Reasoning: The Next Frontier in Data Science
Submitted by Shailesh Kumar (@shkumar) on Thursday, 21 July 2016
The “Prediction Paradigm” in data science has come a long way. Today, we can build reasonably accurate models for complex prediction problems such as detecting objects in Images, answering Jeopardy questions, translating documents from one language to another, or recognising people from face images.
In this talk we will explore the next paradigm in data science - the “Reasoning Paradigm” that tries to optimize a “sequence of actions” leading from a “start state” to an “end state”. Prescribing a treatment plan for a set of symptoms, learning strategies for playing Chess or Go, solving multi-step problems in mathematics, maximizing life-time-value of a customer, having a goal driven conversation with a chat-bot, or connecting the dots on a knowledge graph are different flavours of multi-step reasoning problems that cannot be solved by the single-step prediction paradigm.
This talk will focus on two specific reasoning paradigms - Mathematical Reasoning and Reasoning over Knowledge Graphs. We will explore the building blocks for an intelligent reasoning engine that “explores” the space of possible solutions, “discovers” one or more solutions, characterizes the “quality” of each solution, “generalizes” to “similar” reasoning problems, and most importantly “learns” how to generate “better” solutions “faster” with practice - the holy grail of AI.

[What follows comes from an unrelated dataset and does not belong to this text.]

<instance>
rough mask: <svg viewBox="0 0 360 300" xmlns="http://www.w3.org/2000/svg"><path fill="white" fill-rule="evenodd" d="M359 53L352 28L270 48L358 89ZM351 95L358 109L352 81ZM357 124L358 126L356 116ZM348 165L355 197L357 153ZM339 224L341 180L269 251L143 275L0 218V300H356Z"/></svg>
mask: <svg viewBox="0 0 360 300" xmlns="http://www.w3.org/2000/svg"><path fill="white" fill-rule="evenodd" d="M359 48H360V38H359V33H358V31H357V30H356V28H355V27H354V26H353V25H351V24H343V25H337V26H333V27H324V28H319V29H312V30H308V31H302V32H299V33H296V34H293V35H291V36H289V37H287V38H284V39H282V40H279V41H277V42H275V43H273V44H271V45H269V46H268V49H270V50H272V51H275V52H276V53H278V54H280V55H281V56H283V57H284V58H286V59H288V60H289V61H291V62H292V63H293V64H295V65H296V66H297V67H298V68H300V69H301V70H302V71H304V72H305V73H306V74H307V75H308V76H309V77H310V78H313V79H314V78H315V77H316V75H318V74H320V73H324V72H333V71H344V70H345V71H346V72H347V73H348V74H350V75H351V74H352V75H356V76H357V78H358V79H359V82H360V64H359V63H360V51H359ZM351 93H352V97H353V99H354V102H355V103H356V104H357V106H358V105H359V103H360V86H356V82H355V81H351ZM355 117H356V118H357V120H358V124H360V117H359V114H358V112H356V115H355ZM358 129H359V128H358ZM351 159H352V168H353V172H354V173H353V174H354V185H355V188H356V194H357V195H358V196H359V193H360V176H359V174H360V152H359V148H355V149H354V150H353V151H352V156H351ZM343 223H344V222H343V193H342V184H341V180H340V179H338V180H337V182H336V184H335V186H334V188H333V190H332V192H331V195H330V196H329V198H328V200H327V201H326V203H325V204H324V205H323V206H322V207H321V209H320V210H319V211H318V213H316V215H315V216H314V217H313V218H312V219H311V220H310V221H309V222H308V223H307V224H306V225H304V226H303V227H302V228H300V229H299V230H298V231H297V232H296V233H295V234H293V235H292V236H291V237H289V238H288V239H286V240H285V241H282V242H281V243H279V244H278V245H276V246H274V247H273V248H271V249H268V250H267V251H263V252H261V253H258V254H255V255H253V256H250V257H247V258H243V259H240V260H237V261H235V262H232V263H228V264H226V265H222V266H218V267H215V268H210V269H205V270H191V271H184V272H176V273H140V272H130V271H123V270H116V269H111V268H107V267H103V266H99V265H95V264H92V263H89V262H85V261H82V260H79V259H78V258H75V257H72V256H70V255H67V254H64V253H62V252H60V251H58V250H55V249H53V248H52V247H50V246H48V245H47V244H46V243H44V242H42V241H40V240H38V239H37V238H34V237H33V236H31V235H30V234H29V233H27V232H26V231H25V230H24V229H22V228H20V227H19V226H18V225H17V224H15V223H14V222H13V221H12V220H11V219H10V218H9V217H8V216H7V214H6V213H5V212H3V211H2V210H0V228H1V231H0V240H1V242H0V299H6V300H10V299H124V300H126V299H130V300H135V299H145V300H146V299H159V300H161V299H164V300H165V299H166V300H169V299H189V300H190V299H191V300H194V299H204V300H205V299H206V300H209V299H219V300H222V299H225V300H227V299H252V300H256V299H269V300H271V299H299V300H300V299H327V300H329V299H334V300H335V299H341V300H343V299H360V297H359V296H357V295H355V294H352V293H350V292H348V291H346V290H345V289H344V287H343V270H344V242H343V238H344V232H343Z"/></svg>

Shailesh Kumar is Chief Scientist and Co-Founder at ThirdLeap. He has 14 years over fifteen years of experience in applying and innovating machine learning, statistical pattern recognition, and data mining algorithms to hard prediction problems in a wide variety of domains including: remote sensing, text mining, bio-informatics, computer vision and image understanding, transaction data mining, retail analytics, neurological data, risk analytics in financial domain,and web analytics.